In an earlier post I introduced my client that wraps the calls to Spark’s REST API to submit jobs, instead of using the spark-submit script. This REST API, while not officially in the Spark documentation, works just fine and almost the same way as the spark-submit script and we are even using it in production. Lately, however, I discovered one deviation from the spark-submit script concerning environment variables .
As explained in this blog post, in order to correctly propagate environment variables to spawned JVMs of drivers and executors, one should use the spark.driver.extraJavaOptions and spark.executor.extraJavaOptions. When using the submit script, these can be either supplied as some of the arguments for the script or be permanently placed in the spark-defaults.conf file. Some find the latter more convenient to avoid supplying those arguments every time.
What I found out is that when using the REST API, the spark-defaults.conf file is not being picked up. Since we needed to use the environment variables to supply the name of the application environment (to pick up the correct configurations) it was a shame we could not just drop it in the conf file anymore.
Luckily, the REST API actually simplifies adding environment variables by accepting an environmentVariables key in the submit request body! On top of that, I added the option to initialize the client with some default environemntVariables that will be added to each request issued from it, without repeating this for every request. This way, it works quite like the conf file.

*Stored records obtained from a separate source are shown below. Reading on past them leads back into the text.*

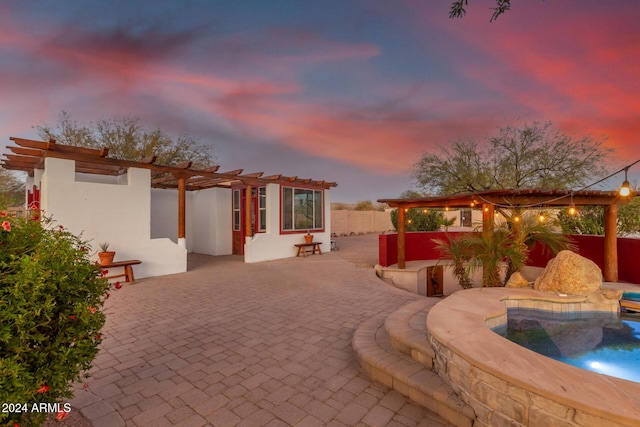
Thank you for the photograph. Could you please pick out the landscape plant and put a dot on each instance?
(508, 247)
(51, 296)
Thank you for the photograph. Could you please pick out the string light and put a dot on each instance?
(625, 190)
(572, 207)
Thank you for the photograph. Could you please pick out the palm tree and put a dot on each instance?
(509, 243)
(457, 251)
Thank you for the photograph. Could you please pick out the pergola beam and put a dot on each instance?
(523, 199)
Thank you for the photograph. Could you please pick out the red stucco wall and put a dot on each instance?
(420, 246)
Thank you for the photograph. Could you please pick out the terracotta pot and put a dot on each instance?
(106, 258)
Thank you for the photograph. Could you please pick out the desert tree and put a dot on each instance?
(128, 139)
(533, 155)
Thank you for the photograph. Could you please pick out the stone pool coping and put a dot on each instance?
(502, 380)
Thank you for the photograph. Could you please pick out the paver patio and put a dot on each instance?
(229, 343)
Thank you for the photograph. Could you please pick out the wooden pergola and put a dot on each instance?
(522, 199)
(29, 155)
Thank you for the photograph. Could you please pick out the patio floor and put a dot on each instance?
(228, 343)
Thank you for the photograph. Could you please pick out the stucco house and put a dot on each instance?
(158, 214)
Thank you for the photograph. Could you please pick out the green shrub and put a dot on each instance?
(51, 296)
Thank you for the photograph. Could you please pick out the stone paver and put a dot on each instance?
(249, 344)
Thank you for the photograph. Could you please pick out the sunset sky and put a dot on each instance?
(346, 90)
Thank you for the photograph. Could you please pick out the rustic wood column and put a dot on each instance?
(248, 232)
(181, 208)
(488, 218)
(610, 272)
(401, 238)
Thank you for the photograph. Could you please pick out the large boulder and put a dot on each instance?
(570, 273)
(517, 280)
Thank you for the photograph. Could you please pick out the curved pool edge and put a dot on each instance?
(507, 383)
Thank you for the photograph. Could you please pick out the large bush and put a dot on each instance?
(50, 318)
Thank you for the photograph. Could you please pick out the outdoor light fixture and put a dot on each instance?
(572, 207)
(625, 190)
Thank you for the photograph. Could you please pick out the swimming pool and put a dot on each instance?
(607, 343)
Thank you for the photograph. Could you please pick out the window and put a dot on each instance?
(302, 209)
(262, 208)
(236, 210)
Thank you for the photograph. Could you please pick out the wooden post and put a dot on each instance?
(181, 208)
(248, 232)
(401, 238)
(610, 272)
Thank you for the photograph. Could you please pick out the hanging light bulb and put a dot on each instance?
(572, 207)
(625, 190)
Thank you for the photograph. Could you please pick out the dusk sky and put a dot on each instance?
(348, 91)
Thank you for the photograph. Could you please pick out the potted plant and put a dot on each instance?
(105, 255)
(308, 238)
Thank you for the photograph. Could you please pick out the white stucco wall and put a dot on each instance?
(208, 219)
(273, 245)
(118, 213)
(210, 231)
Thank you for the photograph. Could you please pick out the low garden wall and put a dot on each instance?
(420, 246)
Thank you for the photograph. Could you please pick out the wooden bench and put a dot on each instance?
(128, 269)
(302, 248)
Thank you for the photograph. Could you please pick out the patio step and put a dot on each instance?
(407, 331)
(375, 352)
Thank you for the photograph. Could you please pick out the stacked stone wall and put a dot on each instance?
(500, 402)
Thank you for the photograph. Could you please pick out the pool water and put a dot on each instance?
(600, 342)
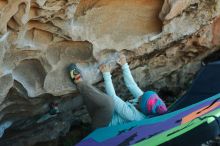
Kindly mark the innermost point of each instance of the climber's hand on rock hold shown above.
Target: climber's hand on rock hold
(122, 59)
(105, 68)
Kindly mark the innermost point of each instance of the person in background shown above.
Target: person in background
(109, 109)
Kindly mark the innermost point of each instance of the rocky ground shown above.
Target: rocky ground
(164, 41)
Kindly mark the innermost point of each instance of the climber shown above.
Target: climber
(108, 109)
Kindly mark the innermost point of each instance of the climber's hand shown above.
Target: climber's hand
(122, 59)
(105, 68)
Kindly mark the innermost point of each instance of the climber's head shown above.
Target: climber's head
(150, 103)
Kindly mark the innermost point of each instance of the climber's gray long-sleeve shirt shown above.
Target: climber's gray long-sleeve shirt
(124, 111)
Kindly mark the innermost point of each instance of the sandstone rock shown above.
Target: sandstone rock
(172, 8)
(216, 32)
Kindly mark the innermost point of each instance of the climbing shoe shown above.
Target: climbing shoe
(74, 72)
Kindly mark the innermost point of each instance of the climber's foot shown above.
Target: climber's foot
(74, 73)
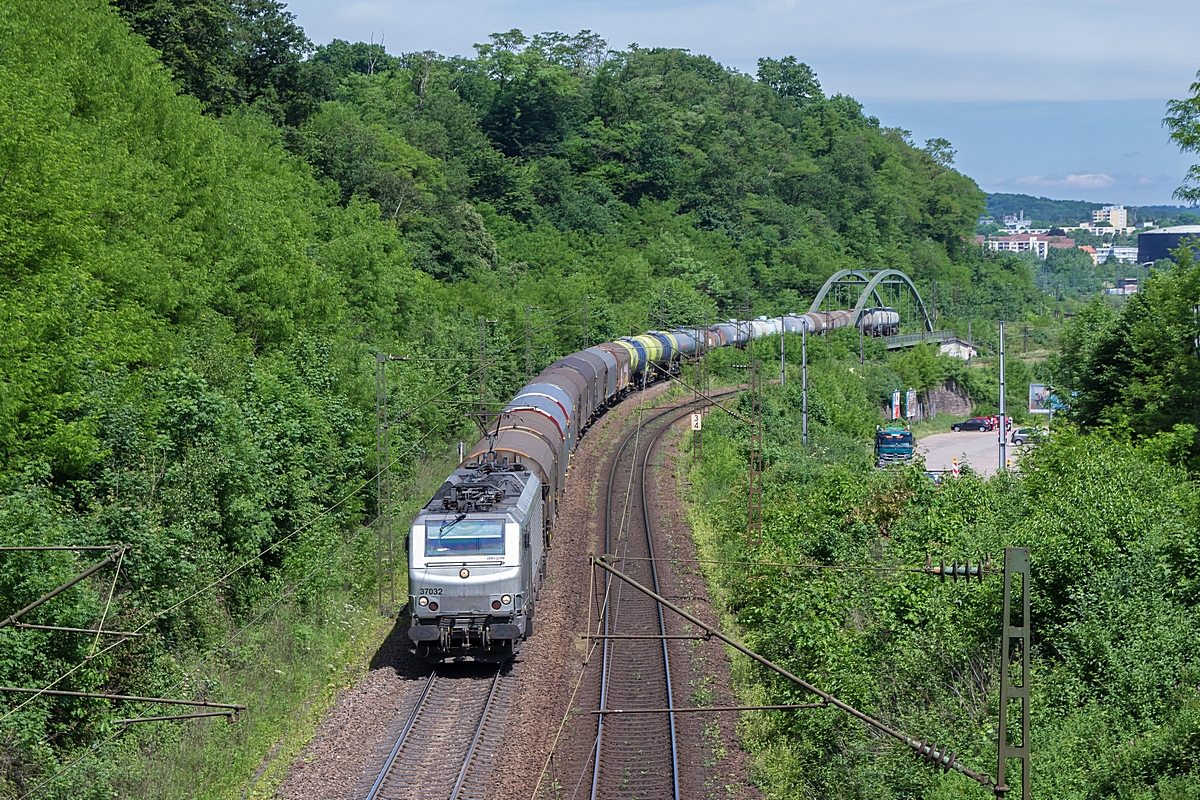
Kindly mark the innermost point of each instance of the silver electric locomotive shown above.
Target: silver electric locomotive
(477, 561)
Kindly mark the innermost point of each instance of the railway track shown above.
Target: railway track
(449, 741)
(637, 756)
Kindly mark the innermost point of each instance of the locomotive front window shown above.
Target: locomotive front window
(463, 537)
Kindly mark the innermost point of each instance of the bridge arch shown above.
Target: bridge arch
(871, 280)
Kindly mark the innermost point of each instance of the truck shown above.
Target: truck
(893, 445)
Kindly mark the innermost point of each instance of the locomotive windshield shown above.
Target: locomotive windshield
(463, 537)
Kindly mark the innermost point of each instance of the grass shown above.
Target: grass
(287, 669)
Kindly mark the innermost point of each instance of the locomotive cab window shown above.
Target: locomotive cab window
(463, 537)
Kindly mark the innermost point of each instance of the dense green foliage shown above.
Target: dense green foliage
(1135, 371)
(1113, 529)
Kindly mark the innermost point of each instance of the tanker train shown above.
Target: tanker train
(477, 552)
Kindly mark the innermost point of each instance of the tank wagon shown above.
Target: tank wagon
(477, 552)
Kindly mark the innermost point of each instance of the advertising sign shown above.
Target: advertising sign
(1039, 398)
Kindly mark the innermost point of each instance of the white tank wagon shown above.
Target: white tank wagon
(880, 322)
(477, 551)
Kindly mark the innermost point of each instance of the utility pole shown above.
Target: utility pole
(804, 384)
(1003, 437)
(754, 511)
(529, 343)
(483, 362)
(1014, 657)
(587, 319)
(385, 549)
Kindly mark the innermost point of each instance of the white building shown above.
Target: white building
(1105, 252)
(1015, 224)
(1115, 215)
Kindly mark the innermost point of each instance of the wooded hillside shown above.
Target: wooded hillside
(204, 245)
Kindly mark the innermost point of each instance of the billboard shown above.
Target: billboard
(1039, 398)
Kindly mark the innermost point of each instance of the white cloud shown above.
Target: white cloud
(1087, 181)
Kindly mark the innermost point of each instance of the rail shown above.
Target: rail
(441, 725)
(613, 609)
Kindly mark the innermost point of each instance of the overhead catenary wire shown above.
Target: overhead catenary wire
(217, 582)
(209, 656)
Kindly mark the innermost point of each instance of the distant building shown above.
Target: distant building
(1015, 224)
(1105, 252)
(1035, 244)
(1155, 245)
(1115, 215)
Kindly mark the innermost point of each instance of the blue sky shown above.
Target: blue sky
(1060, 98)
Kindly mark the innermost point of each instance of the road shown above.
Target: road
(975, 447)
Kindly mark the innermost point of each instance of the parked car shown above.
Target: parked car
(1024, 434)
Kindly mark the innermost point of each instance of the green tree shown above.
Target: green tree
(1183, 121)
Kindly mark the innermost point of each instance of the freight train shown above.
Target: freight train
(477, 552)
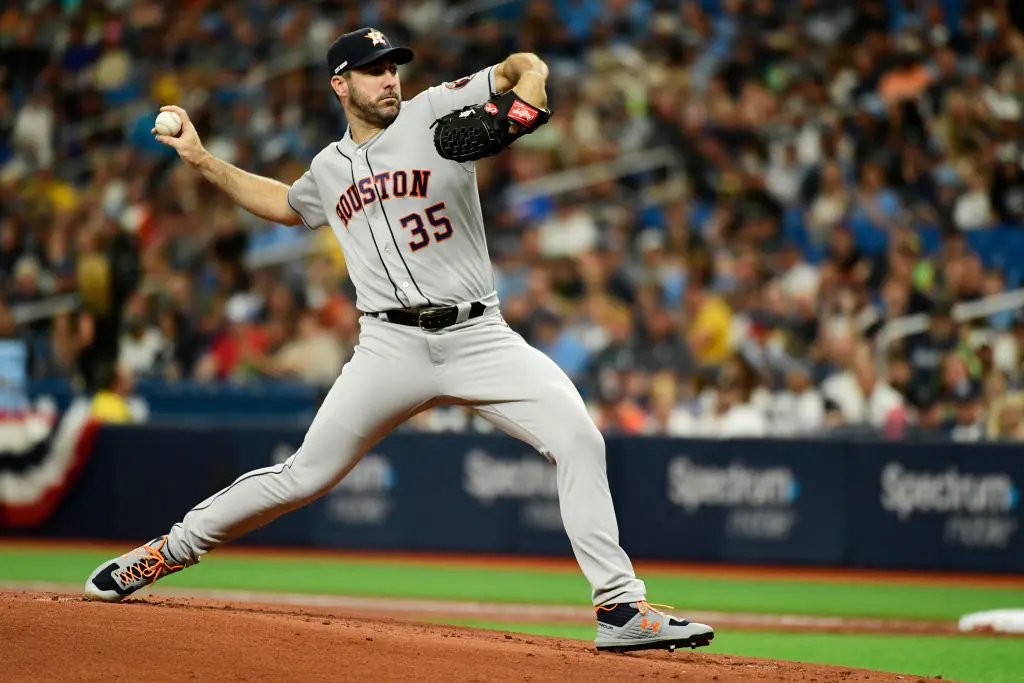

This is how our client initialization looks like in the end:
@Bean public SparkRestClient sparkRestClient(SparkRestClientProperties sparkRestClientProperties){ final Map<String,String> environmentVariables = new HashMap<>(); environmentVariables.put("ENV","prod"); return SparkRestClient.builder() .masterHost(sparkRestClientProperties.getMasterHost()) .environmentVariables(environmentVariables) .sparkVersion("1.5.2") .poolingHttpClient(5) .build(); }